# Rlibphonenumber v2
[](https://crates.io/crates/rlibphonenumber)
[](https://docs.rs/rlibphonenumber)
[](https://opensource.org/licenses/Apache-2.0)
[](https://github.com/vloldik/rlibphonenumber/actions/workflows/update-metadata.yaml)
[Try library directly in browser! (WASM)](https://vloldik.github.io/rlibphonenumber-wasm/)
A zero-allocation, high-performance Rust port of Google's `libphonenumber` library for parsing, formatting, extracting, and validating international phone numbers.
**Used metadata version:** `9.0.31`
**Package version:** `2.2.0`<br>
**Base libphonenumber:** `9.0.8`
**Min supported Rust version:** `1.88.0`
---
## 🚀 What's New in v2 (Migration Guide & Breaking Changes)
Version 2 brings a completely redesigned core, shedding legacy implementations in favor of idiomatic, zero-cost Rust abstractions.
* **Migrated from `rust-protobuf` to `prost`**: The internal representation now uses `prost`, resulting in a smaller footprint, faster decoding, and more idiomatic Rust types.
* **Unified `parse` API with `Region` Enum**: `parse` and `parse_with_region` have been merged. The API **no longer accepts string slices** for regions. You must now pass a strictly typed `Region` enum (e.g., `Region::US`).
* **O(1) Branchless Region Parsing**: The `Region` enum is generated at compile-time using bitwise shifts (mapping 2-letter ASCII codes to 16-bit discriminants). Parsing `"US"` into `Region::US` now takes exactly 1 CPU cycle without a single `match` branch or `if/else`. Generating a string back is done via a zero-allocation, 4-byte stack structure (`RegionStr`).
* **Redesigned Public API Wrapper**: We implemented a custom procedural macro that generates a clean, infallible public API while keeping the complex generic and lifetime-heavy implementations completely internal.
* **AOT Metadata Validation**: Custom metadata is now strictly validated at compile time (checking lengths < 64, compiling all regexes to prevent runtime panics).
* **Initialization Speedup**: Bootstrapping `PhoneNumberUtil::new()` is now **~10% faster**, taking only **~4.97 ms**.
## ✨ Enterprise Features
### 🔍 Streaming Matcher (Number Extraction)
* **Exact Grouping Leniency:** Validates not just the digits, but whether the user formatted the number exactly according to the country's telecom rules (e.g., rejecting `12-34-567-890` while accepting `(123) 456-7890`).

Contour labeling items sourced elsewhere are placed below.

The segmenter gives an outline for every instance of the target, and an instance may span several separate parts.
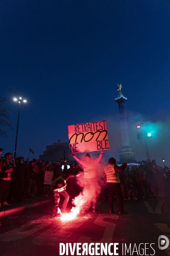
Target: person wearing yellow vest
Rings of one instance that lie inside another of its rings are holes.
[[[53,207],[51,213],[53,216],[55,216],[56,214],[61,212],[61,210],[59,207],[59,204],[60,200],[60,194],[62,195],[64,198],[61,211],[62,212],[65,211],[70,198],[68,192],[65,191],[67,180],[69,178],[76,176],[79,177],[80,175],[79,174],[62,174],[52,182],[50,189],[53,191]]]
[[[125,214],[123,210],[122,191],[120,187],[120,180],[119,177],[119,172],[123,172],[126,168],[127,162],[121,167],[116,164],[116,159],[113,157],[110,158],[108,165],[104,169],[105,179],[106,181],[109,190],[109,213],[114,213],[113,207],[113,192],[115,192],[117,203],[119,209],[119,214]]]

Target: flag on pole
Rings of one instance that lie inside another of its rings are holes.
[[[34,154],[34,152],[33,151],[31,148],[29,148],[29,151],[32,153],[32,154]]]

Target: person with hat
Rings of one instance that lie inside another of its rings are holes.
[[[1,202],[3,206],[10,206],[6,202],[9,188],[11,182],[11,172],[16,169],[14,160],[12,163],[10,160],[12,159],[11,153],[6,153],[5,154],[5,160],[2,160],[0,172],[0,207]]]
[[[91,192],[92,210],[94,212],[96,211],[97,193],[99,190],[99,185],[96,179],[96,165],[102,159],[103,152],[104,150],[102,149],[99,156],[96,159],[91,159],[90,154],[86,154],[85,156],[85,160],[80,159],[71,152],[70,152],[76,160],[83,166],[84,188]]]
[[[67,180],[69,178],[79,177],[80,175],[77,174],[62,174],[58,178],[52,182],[50,189],[53,191],[52,201],[53,207],[52,209],[52,215],[54,216],[56,214],[61,212],[61,210],[59,207],[59,204],[60,200],[60,195],[62,195],[64,198],[61,210],[62,212],[65,211],[67,204],[70,198],[67,191],[65,190],[67,187]]]
[[[113,207],[113,199],[114,191],[117,198],[117,203],[119,209],[119,214],[125,214],[123,210],[123,206],[122,199],[122,191],[120,187],[120,180],[119,177],[119,172],[123,172],[126,168],[127,162],[121,167],[116,164],[116,159],[113,157],[110,158],[108,165],[104,169],[105,172],[105,180],[106,180],[107,184],[109,190],[109,213],[114,213]]]

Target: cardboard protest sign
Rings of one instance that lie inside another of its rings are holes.
[[[106,121],[68,125],[68,128],[71,153],[110,148]]]
[[[44,184],[51,185],[53,179],[53,172],[47,172],[46,171],[45,173]]]

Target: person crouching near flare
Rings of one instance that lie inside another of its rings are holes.
[[[113,157],[110,158],[108,165],[104,169],[105,172],[105,179],[106,180],[109,189],[109,213],[114,213],[113,207],[113,192],[116,193],[118,204],[119,214],[125,214],[123,210],[122,191],[120,187],[120,180],[119,177],[119,172],[123,172],[126,168],[127,162],[121,167],[116,164],[116,159]]]
[[[67,186],[67,180],[69,178],[79,177],[79,174],[62,174],[52,182],[50,189],[53,191],[52,209],[52,216],[61,213],[61,210],[59,207],[59,204],[60,200],[60,195],[62,195],[64,198],[61,211],[62,212],[65,211],[67,204],[70,198],[68,192],[65,190]]]

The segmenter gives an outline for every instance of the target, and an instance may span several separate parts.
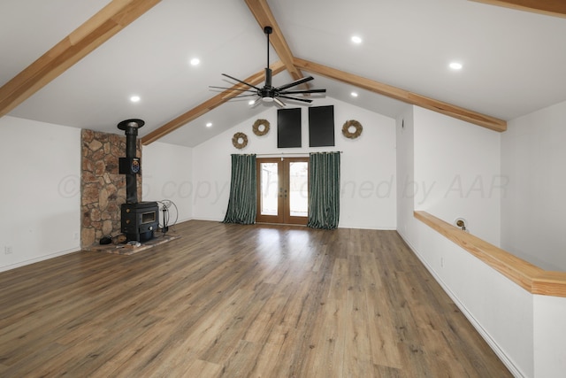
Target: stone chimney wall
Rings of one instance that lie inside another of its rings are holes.
[[[126,203],[126,176],[119,158],[126,156],[126,136],[83,129],[80,133],[80,246],[98,243],[103,236],[121,234],[120,205]],[[140,140],[136,156],[142,158]],[[138,175],[142,198],[142,175]]]

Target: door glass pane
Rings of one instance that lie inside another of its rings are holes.
[[[309,216],[309,163],[289,162],[289,215]]]
[[[261,163],[262,215],[277,215],[277,194],[279,188],[277,163]]]

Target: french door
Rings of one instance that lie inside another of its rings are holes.
[[[309,158],[256,159],[256,222],[306,225]]]

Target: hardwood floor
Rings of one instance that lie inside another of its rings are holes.
[[[175,232],[1,273],[0,376],[511,376],[394,231]]]

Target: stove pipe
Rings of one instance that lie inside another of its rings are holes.
[[[119,173],[126,174],[126,203],[138,202],[137,175],[140,174],[140,158],[135,157],[138,128],[145,125],[142,120],[126,120],[118,124],[118,128],[126,133],[126,158],[119,159]]]

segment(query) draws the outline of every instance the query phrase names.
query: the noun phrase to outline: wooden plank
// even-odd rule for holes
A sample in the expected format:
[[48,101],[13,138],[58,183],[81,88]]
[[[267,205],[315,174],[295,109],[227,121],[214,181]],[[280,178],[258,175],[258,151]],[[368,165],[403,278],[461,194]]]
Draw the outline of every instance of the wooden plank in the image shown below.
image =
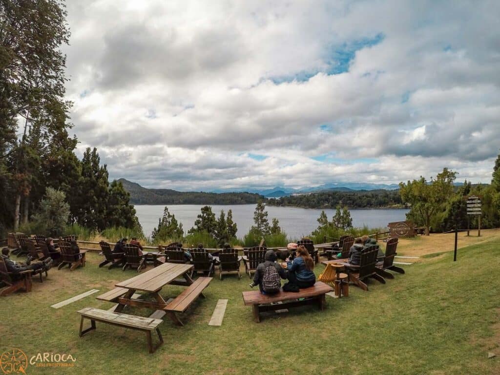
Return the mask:
[[[127,280],[120,282],[118,284],[115,284],[114,286],[118,286],[120,288],[129,288],[130,286],[133,285],[136,282],[140,284],[145,281],[150,280],[152,278],[154,277],[154,276],[160,274],[163,272],[164,272],[166,270],[170,270],[174,266],[176,266],[176,264],[173,263],[164,263],[158,266],[158,267],[155,267],[152,270],[150,270],[146,272],[140,274],[137,276],[132,278],[129,278]],[[132,289],[133,288],[130,288]]]
[[172,302],[166,306],[164,310],[178,312],[184,312],[203,292],[203,290],[208,286],[212,280],[212,278],[198,278]]
[[338,296],[336,296],[335,293],[333,292],[329,292],[326,294],[326,296],[330,296],[330,297],[332,297],[333,298],[338,298]]
[[126,288],[114,288],[106,293],[98,296],[96,298],[103,301],[112,302],[118,297],[120,297],[128,291]]
[[66,306],[67,304],[72,304],[72,302],[78,301],[79,300],[81,300],[82,298],[85,298],[88,296],[93,294],[94,293],[97,293],[98,292],[99,292],[98,289],[91,289],[90,290],[84,293],[82,293],[81,294],[78,294],[78,296],[75,296],[74,297],[72,297],[69,300],[66,300],[58,302],[57,304],[52,305],[50,307],[54,308],[60,308],[63,306]]
[[210,318],[208,326],[222,326],[222,320],[226,314],[226,308],[228,306],[228,300],[219,300],[214,310],[214,314]]
[[80,310],[78,312],[86,318],[96,319],[101,322],[149,330],[154,330],[163,322],[160,319],[112,312],[94,308],[86,308]]
[[[138,294],[138,293],[134,293],[133,294],[132,294],[132,298],[135,298],[136,300],[138,300],[142,296],[142,294]],[[118,306],[118,304],[115,304],[112,307],[108,308],[108,311],[114,311],[114,309],[116,308],[116,306]],[[158,318],[159,319],[160,318]]]
[[150,292],[158,292],[193,266],[192,264],[164,263],[141,275],[119,282],[116,286]]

* **Extension Traits:** Simply call `"Call +1 555-0199".find_phone_numbers()` to start extracting.
* *Correctness:* The matcher has passed **500,000 iterations of Differential Fuzzing** directly against Google's C++ ICU implementation with zero mismatches.
### 🛡️ Data Loss Prevention (Masking & Hashing)
The new `PhoneMaskUtil` is designed for GDPR/PII compliance in high-throughput environments:
* **Zero-Allocation Pipeline:** Uses a custom `LenWrite` trait to predict output lengths and write masked numbers or XML tokens directly into `stdout` or file buffers without heap allocations.
* **Cryptographic Hashing:** Supports `HMAC` and `SHA256` hashing directly into stack-allocated 64-byte arrays.
* **Smart Obfuscation:** Automatically detects and fully masks RFC3966 URIs and phone extensions, leaving only the requested digits visible (e.g., `***-***-1234`).
## ⚙️ CI/CD & Dagger Pipelines
The repository is fully automated using **Dagger** (Infrastructure as Code). Our pipelines automatically:
1. Fetch the latest `v9.0.x` XML metadata from Google.
2. Compile and validate the regexes.
3. Perform Differential Fuzzing against a compiled C++ container.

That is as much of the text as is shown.